It is time for HTPC enthusiasts to rejoice! Videolan announced the availability of VLC 1.1.0 a couple of days back. VLC's popularity soared in the mid-2000s when standard definition videos were all the craze, and CPUs were powerful enough to easily decode them. Over the last few years, many people have built up a big library of high definition videos, and one of the complaints against VLC was the fact that all the inbuilt codecs relied completely on the CPU horsepower for decoding. Even the most powerful modern day multi-core processors have trouble decoding HD videos [Clarification: 'trouble' with CPU decoding might mean dropped frames, stutters, sudden spikes in CPU usage and kicking in of the CPU fan etc. These are more noticeable in single threaded decoder implementations].

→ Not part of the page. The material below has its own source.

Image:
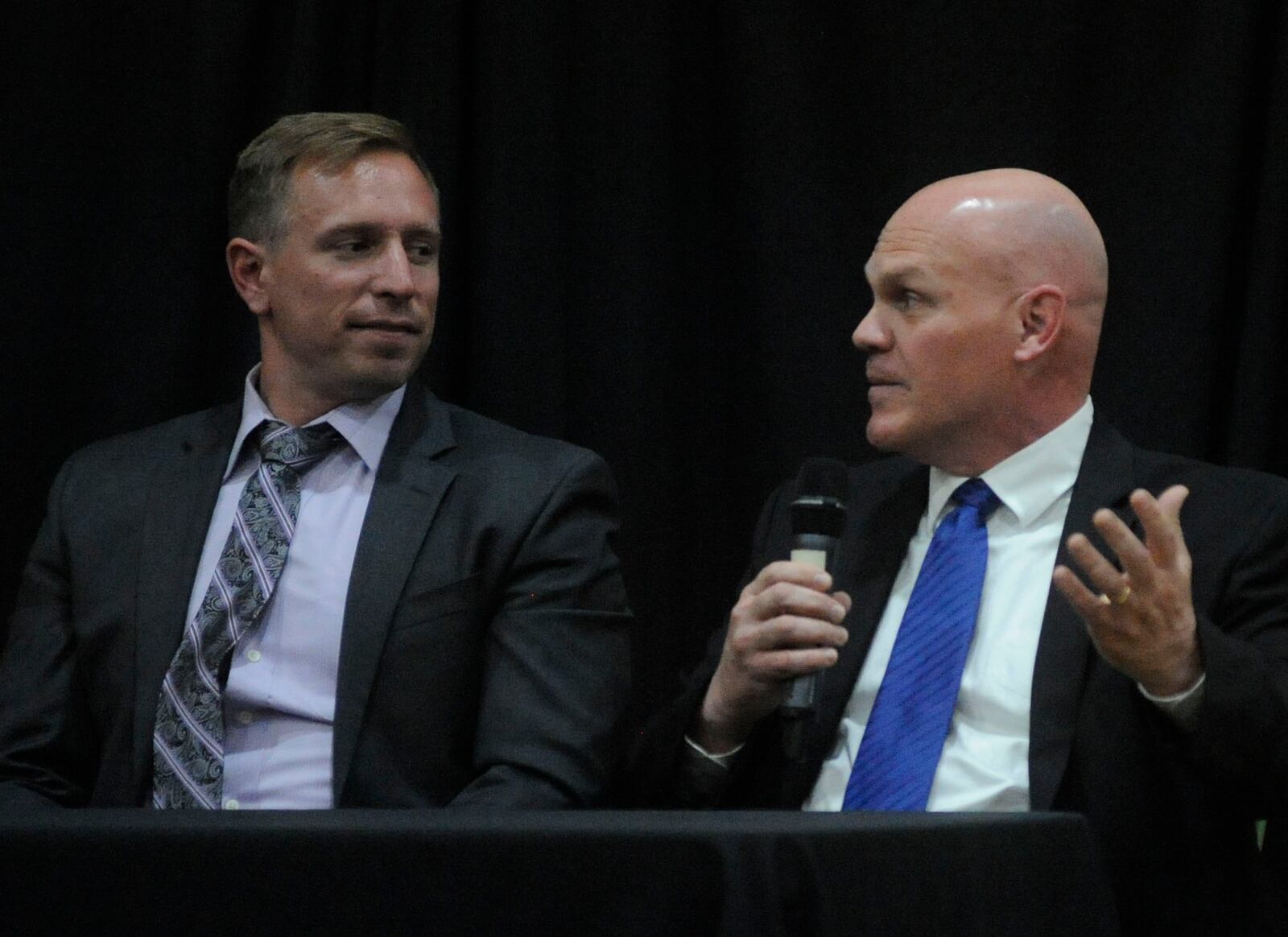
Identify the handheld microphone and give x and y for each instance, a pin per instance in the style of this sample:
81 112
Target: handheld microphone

HTPC users with GPUs capable of accelerating HD video decode initially relied on the bundled software (from Cyberlink / ArcSoft / Corel). However, the bloatware and container restrictions imposed by these players led enthusiasts to other open source projects such as Media Player Classic - Home Cinema (MPC-HC). These tapped into the GPU capabilities using DXVA / DXVA2 APIs on Windows and VAAPI on Linux. The extent of support provided in these APIs depended on the GPU vendor. Historically, Nvidia has provided much better support than ATI, while Intel was lagging behind for quite some time till late last year. This is evident from one of the popular blog posts used as a reference by people wanting to get DXVA working on their GPUs. Users of MPC-HC also had to deal with external codec packs such as CCCP. In addition, a large number of options had to be set up correctly in order to get GPU decoding to work. There was an urgent need for the big player in this space to come to the party, and Videolan has done that exactly with the 1.1.0 release of the VLC Media Player.

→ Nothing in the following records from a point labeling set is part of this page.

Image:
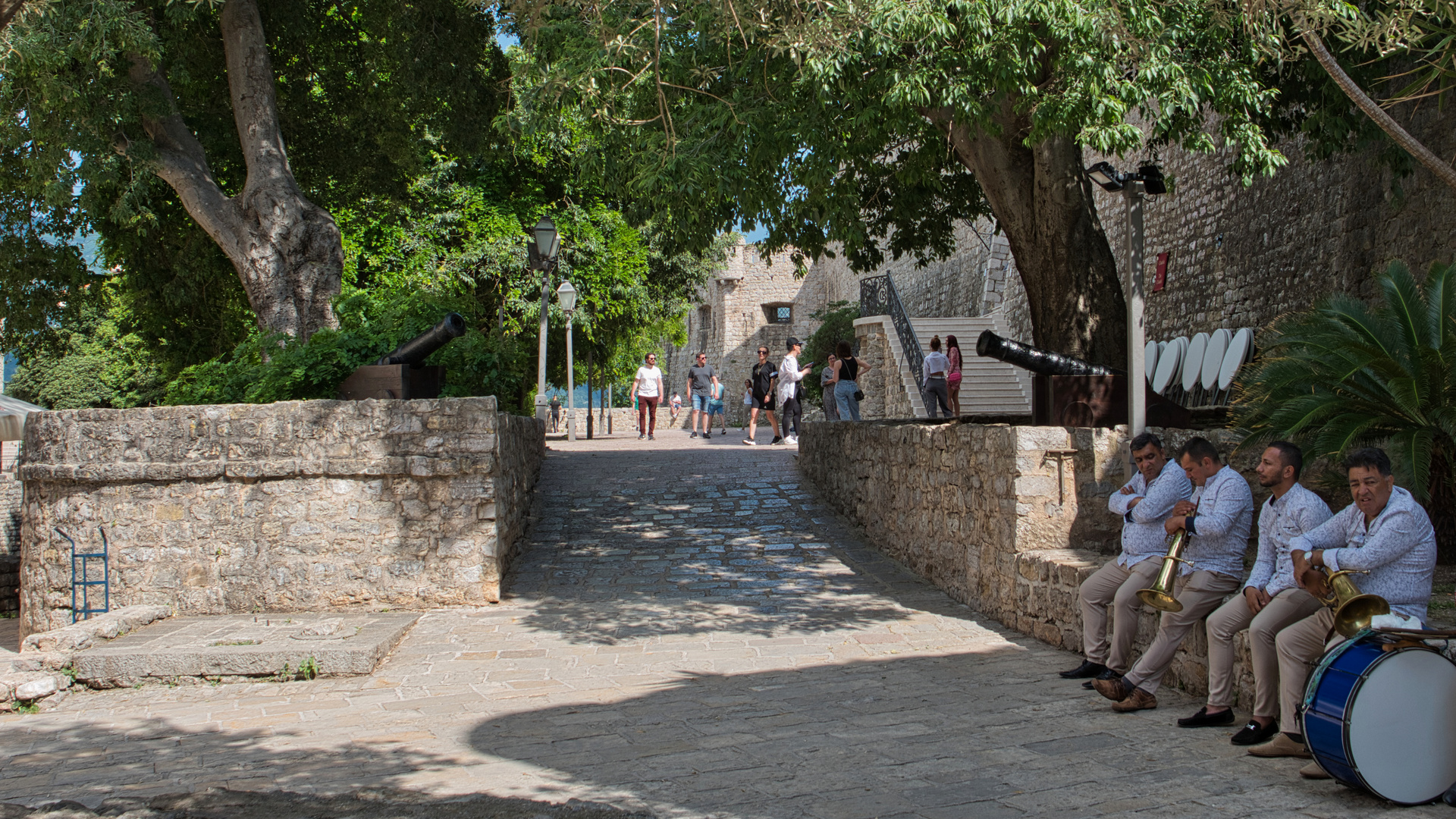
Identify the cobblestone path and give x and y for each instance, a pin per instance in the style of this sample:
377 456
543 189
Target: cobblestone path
692 634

However, all is not well yet in VLC land. Videolan supplied the caveat that the experimental GPU acceleration would work only on Nvidia GPUs as of now. They cited troubles with the ATI drivers and the lack of access to a Intel IGP as the reason for not being able to support non-Nvidia platforms with confidence. With a core developer team of just 5 people, coupled with the fact that most of them are not Windows developers, it is hard to find fault with that reasoning.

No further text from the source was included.